Caltrans overnight paving work at maze will cause closures, detours

Caltrans issued the following news release today about paving work planned at the MacArthur Maze that starts April 24:

Caltrans Plans Polyester Overlay at Maze Structure Beginning April 24 with Full Freeway Connector Closure

ALAMEDA COUNTY – On April 24, the California Department of Transportation (Caltrans) will initiate a paving project in the I-580/I-80 maze structure. Construction crews will lay down a fresh coat of durable, long-lasting polyester concrete.
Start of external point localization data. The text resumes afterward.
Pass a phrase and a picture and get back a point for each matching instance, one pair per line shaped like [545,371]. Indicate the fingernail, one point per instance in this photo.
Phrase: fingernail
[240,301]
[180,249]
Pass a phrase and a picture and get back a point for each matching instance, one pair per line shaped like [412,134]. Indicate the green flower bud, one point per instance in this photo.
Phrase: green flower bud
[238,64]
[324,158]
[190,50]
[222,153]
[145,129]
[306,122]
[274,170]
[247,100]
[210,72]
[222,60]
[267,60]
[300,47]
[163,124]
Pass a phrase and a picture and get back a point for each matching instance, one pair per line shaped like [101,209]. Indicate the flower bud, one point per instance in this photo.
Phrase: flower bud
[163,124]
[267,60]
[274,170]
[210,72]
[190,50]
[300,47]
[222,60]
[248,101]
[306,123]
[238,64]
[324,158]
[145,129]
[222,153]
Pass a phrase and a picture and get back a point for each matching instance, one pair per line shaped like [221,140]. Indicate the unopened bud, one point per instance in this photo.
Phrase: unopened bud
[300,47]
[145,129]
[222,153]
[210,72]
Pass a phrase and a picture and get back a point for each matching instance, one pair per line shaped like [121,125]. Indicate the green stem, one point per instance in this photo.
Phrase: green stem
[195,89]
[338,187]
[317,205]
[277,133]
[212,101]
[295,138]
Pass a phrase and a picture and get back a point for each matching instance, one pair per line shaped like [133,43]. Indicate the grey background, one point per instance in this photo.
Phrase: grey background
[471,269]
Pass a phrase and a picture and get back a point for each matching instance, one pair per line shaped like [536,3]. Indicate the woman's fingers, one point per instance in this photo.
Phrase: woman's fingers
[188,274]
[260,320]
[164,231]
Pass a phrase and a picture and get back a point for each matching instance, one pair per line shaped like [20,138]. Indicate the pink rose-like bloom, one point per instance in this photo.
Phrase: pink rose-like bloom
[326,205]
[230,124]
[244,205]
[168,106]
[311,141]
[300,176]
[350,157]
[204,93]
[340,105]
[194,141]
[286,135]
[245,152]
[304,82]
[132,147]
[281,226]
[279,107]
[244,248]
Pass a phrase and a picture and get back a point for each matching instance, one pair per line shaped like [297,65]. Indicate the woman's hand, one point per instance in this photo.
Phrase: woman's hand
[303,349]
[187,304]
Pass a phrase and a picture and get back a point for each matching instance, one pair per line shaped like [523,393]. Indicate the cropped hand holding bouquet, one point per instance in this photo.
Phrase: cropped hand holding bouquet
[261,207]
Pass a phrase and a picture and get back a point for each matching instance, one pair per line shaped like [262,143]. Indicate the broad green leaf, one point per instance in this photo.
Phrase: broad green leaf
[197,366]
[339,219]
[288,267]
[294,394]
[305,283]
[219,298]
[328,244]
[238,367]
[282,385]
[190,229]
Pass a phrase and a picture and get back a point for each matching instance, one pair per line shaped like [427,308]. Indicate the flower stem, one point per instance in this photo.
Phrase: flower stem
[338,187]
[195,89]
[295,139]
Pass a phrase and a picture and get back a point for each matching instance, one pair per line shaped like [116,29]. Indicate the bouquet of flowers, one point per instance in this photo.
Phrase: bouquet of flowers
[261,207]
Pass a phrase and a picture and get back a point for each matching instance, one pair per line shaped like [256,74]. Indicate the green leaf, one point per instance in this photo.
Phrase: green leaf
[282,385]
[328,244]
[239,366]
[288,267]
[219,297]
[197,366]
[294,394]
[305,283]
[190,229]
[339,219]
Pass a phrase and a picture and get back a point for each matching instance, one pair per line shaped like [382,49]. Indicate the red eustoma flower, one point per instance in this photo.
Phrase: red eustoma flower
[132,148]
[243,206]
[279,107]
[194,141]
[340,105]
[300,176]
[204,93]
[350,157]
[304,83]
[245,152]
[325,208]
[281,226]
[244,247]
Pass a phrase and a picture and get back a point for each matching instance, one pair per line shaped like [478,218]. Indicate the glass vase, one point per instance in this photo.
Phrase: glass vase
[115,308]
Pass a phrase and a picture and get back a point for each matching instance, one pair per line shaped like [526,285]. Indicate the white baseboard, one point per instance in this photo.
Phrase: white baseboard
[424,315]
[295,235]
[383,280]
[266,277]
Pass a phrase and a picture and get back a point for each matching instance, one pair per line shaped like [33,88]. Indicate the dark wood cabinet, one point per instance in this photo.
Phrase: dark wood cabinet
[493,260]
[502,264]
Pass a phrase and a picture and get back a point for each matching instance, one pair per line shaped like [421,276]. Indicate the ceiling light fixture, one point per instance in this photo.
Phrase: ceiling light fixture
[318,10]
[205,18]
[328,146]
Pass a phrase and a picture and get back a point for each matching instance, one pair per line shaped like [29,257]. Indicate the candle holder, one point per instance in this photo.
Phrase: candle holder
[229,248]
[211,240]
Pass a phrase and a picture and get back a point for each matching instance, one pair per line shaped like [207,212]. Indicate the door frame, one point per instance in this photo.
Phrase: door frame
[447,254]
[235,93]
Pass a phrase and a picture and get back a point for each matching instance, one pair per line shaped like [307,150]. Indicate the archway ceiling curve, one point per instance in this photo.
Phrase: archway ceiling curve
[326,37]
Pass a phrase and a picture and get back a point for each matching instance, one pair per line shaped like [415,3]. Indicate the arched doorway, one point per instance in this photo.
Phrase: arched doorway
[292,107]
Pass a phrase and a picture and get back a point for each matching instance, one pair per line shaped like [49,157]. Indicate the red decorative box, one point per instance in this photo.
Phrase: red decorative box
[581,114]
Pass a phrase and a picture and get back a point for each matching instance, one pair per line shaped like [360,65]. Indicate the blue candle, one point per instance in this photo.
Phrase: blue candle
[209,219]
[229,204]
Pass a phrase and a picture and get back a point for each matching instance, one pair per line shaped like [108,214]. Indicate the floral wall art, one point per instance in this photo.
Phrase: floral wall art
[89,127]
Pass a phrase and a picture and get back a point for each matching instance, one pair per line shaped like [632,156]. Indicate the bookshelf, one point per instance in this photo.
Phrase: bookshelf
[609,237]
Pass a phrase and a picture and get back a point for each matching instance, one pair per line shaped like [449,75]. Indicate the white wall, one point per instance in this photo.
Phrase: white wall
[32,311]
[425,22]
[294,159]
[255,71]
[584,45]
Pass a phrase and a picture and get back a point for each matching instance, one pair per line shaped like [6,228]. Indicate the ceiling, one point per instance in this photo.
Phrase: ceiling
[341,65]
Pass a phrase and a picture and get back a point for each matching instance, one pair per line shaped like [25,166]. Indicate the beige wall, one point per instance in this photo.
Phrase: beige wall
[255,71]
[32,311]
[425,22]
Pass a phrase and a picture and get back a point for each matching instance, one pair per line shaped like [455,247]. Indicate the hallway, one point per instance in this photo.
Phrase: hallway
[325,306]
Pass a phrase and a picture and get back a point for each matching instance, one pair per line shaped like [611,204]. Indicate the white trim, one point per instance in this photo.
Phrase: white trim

The work schedule will be Tuesday night through Sunday morning every week for the course of the project. During the closure the MacArthur on-ramp will be closed and traffic detoured to Powell Street. The first closure will be westbound I-580 to eastbound I-80 connector (full closure). Changeable Message Signs and detour routes will be clearly visible.

Closure Times

Tuesday – Thursday

· 11:00 P.M – 5:00 A.M

Friday – Saturday

· 11:59 P.M – 7:00 A.M

Detour Routes

· Westbound I-580 traffic will be detoured on I-80 westbound to the San Francisco Oakland Bay Bridge Toll Plaza parking lot where commuters will be able to return to I-80 eastbound.

· The MacArthur on-ramp to I-80 eastbound will be closed and traffic detoured to Powell Street on-ramp to I-80 eastbound.

Motorists should expect delays in the area and are advised to use alternate routes during the closure period. Drivers are advised to remember that traffic fines are doubled in construction zones.

Please “Slow For The Cone Zone.” For real-time traffic, click-on Caltrans Quick Maps or follow us on Twitter.

Posted on Friday, April 18th, 2014
Under: Albany, Berkeley, El Cerrito, transportation | 1 Comment »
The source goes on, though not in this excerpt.